When you get married, you agree to share your life with the one you love. However, does getting married mean that you’ll also share other parts of your life, like your credit score?
If your partner has a poor credit score, do you know if that impacts your credit? Here’s what you need to know about your credit after getting married.
Do You Share a Credit Score with Your Spouse After Getting Married?
Even after you’re married, your credit score only reflects your personal debt usage. Remember, a credit score is tied to one specific Social Security number. It doesn’t change after you get married. A credit score can only reflect the debt history of a single individual. Your debt history is tied to your specific SSN, and your spouse’s credit score is linked to their SSN.
Does My Spouse’s Bad Credit Impact My Credit Score?

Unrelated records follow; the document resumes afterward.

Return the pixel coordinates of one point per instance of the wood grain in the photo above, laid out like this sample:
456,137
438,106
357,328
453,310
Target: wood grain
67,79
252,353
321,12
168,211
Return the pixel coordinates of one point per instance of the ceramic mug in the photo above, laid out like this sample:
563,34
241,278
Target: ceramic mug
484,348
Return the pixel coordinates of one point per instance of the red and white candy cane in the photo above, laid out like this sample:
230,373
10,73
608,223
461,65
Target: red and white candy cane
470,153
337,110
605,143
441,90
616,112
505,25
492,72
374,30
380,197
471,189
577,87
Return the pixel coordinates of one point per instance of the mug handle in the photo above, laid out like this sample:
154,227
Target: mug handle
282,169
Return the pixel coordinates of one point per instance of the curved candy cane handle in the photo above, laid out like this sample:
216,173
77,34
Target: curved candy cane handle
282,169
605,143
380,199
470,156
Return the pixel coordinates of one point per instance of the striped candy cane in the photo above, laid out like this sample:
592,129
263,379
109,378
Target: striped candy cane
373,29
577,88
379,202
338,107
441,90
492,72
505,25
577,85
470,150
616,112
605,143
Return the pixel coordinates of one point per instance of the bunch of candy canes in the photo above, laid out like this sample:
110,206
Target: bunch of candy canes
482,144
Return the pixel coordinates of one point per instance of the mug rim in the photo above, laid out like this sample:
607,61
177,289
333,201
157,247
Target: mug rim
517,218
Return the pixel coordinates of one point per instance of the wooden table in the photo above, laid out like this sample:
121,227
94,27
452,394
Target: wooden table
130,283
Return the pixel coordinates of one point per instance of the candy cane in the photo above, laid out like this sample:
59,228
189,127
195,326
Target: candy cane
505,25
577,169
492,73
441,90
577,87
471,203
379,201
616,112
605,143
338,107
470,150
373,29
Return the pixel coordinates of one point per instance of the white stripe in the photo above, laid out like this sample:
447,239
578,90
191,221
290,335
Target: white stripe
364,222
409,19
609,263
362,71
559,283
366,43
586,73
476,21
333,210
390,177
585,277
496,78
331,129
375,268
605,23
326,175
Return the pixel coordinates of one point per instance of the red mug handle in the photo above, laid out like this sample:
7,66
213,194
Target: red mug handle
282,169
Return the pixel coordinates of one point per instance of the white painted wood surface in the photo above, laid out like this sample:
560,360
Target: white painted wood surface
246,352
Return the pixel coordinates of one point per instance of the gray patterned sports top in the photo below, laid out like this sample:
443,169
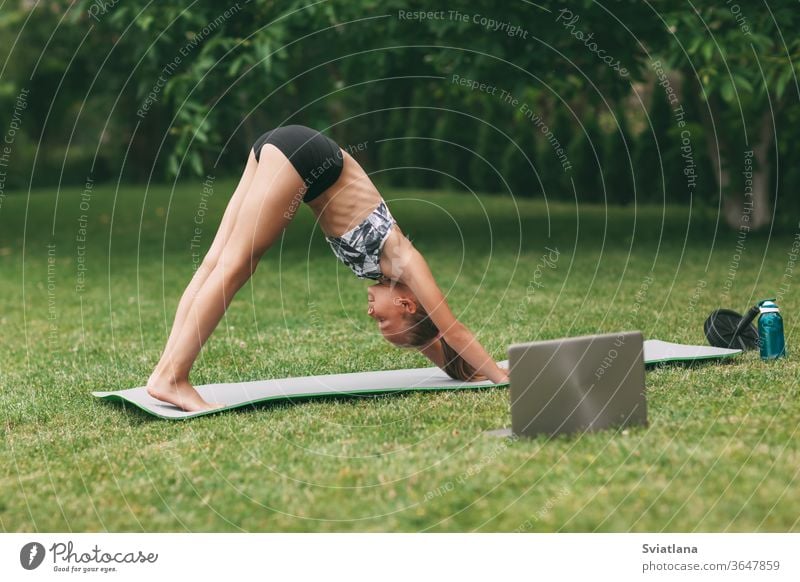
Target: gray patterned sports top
360,247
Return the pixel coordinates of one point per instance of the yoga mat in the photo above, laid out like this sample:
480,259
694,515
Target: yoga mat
238,394
656,351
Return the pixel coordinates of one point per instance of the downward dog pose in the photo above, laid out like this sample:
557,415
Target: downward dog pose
288,165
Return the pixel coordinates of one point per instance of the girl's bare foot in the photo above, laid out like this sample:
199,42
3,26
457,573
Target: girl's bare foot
180,393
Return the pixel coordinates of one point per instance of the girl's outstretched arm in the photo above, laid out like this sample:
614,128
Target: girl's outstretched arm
408,266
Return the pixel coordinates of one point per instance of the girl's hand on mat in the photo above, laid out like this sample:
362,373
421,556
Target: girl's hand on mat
505,379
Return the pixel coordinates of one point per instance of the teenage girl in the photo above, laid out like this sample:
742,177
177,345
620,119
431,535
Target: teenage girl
288,165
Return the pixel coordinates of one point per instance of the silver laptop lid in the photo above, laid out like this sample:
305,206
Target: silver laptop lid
583,383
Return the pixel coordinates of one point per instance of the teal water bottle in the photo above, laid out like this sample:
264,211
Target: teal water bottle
770,330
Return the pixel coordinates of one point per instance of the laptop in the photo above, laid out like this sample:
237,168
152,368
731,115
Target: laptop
579,384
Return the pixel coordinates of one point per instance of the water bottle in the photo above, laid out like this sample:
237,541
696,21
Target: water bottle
770,331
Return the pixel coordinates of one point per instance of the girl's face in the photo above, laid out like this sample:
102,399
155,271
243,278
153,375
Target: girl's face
387,306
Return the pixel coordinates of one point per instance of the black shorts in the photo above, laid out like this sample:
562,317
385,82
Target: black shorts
316,158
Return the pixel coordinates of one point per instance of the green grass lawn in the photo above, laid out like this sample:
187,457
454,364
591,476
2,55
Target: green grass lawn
720,453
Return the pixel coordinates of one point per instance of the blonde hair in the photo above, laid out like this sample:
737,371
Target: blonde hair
422,331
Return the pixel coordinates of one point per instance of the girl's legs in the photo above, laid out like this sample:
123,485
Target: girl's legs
267,208
211,258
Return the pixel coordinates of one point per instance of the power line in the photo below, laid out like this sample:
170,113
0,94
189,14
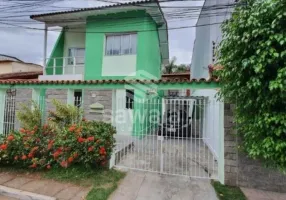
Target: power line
59,30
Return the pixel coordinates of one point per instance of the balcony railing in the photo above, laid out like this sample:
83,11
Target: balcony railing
65,66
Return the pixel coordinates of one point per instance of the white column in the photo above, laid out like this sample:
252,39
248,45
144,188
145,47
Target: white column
112,159
45,48
70,98
221,143
2,109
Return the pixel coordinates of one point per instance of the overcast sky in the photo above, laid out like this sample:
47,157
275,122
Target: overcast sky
28,45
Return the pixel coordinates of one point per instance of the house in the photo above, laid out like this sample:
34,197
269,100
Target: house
10,64
115,42
208,36
177,76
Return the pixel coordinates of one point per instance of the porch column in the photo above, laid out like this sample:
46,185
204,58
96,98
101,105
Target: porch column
2,109
45,49
39,97
221,143
70,97
113,122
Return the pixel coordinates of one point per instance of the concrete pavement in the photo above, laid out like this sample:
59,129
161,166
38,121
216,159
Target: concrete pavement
153,186
50,188
253,194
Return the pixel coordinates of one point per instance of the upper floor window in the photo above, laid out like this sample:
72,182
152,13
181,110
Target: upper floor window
125,44
76,55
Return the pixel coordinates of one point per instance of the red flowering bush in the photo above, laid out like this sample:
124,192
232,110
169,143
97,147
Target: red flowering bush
86,143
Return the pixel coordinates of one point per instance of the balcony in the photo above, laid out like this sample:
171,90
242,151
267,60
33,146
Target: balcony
64,68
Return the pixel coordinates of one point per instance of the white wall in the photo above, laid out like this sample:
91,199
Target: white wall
124,65
211,130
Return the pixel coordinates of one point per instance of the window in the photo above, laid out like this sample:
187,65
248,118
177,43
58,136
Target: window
129,99
121,44
78,54
77,98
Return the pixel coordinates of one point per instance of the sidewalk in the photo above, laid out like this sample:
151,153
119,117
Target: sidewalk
253,194
61,191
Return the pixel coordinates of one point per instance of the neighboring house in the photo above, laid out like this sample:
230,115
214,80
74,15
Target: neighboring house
9,64
208,36
115,42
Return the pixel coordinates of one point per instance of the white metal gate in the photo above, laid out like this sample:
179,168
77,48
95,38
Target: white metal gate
174,136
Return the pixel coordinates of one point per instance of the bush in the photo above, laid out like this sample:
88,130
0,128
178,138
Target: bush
86,142
253,54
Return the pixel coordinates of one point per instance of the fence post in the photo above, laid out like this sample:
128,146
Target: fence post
2,108
39,97
70,97
221,143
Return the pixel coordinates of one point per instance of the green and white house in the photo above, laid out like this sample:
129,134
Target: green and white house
116,42
108,60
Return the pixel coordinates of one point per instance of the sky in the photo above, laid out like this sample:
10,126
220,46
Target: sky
28,45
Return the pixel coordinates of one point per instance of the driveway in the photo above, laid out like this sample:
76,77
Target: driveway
153,186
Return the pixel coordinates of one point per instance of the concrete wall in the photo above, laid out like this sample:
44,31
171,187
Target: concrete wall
25,67
207,32
242,171
103,97
23,96
5,67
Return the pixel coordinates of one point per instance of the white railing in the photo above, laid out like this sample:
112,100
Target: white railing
65,65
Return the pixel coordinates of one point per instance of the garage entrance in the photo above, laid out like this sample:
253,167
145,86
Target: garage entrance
173,135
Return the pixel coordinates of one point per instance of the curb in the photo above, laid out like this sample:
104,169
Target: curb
23,195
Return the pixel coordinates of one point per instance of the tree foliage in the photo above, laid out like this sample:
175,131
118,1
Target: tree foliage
253,53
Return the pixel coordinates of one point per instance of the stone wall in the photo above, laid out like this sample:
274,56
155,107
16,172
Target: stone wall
23,96
58,94
103,97
242,171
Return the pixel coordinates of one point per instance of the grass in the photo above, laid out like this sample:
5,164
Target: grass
227,192
103,182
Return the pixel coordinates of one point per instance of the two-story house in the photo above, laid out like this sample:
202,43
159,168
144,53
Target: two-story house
114,42
208,36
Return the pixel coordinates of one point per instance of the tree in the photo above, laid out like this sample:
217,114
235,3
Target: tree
253,56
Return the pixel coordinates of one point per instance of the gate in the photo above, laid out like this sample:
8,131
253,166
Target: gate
176,136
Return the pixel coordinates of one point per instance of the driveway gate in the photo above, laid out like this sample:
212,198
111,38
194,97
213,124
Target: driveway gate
177,136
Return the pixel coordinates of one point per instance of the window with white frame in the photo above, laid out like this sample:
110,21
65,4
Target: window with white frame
125,44
76,55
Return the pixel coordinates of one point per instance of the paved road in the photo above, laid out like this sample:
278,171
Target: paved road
153,186
6,198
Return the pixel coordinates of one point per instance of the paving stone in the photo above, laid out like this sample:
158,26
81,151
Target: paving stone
17,182
253,194
34,185
5,178
51,189
81,195
68,193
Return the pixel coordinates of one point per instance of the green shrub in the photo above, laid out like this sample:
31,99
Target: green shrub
253,56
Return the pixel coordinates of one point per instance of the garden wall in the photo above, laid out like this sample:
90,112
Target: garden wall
97,98
242,171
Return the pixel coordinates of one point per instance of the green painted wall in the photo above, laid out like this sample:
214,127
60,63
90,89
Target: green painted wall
58,52
148,55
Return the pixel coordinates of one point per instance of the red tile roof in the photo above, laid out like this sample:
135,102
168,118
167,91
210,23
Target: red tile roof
37,82
118,4
21,75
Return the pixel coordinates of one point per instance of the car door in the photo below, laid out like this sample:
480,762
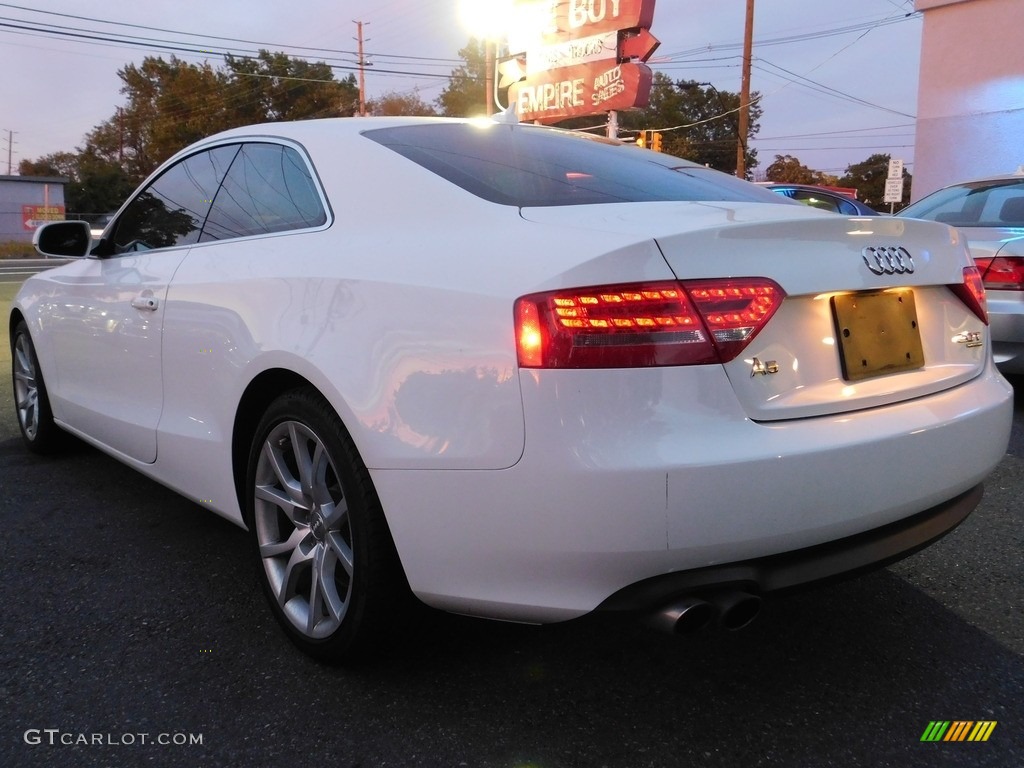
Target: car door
107,333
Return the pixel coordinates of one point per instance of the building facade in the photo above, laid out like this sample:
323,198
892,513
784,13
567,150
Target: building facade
27,202
971,97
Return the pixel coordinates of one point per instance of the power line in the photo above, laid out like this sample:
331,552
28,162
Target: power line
210,37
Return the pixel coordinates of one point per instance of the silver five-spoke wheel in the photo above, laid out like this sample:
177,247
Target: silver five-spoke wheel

Since your spouse’s behavior is tied to their SSN, it won’t impact your credit score. Only your debt management can influence your credit score. One exception to this guideline is if you and your spouse apply for and use a joint account, like a mortgage, credit card, or auto loan.
A joint account looks at both your and your spouse’s financial information. You and your spouse are both responsible for repaying the debt, so it appears on both of your credit reports. If your spouse is responsible for paying a joint debt and forgets to make the payment, this late payment can be reflected on your credit. Or, if your spouse has asked you to co-sign for a loan, this means you’re now legally responsible for the debt. Again, it can appear on your credit report.
Individual accounts don’t automatically become joint accounts after you get married. They remain individual accounts unless you refinance or replace them with joint accounts.
What Happens to My Credit Score When I Change My Name?
If you change your name after getting married, know that it won’t impact your credit score. Your credit history under your old name remains on your credit report. When you report your name change to your creditors, they report your information using your new name.
It’s common to see both your old and new names on your credit report.
One way to help positively impact your credit scores is actively monitoring your credit. A credit monitoring service can help you keep an eye on your credit report of any inaccuracies or suspicious activity that can be the first sign of identity theft. Credit report monitoring also provides tools that analyze and make recommendation on how to reach your credit goals.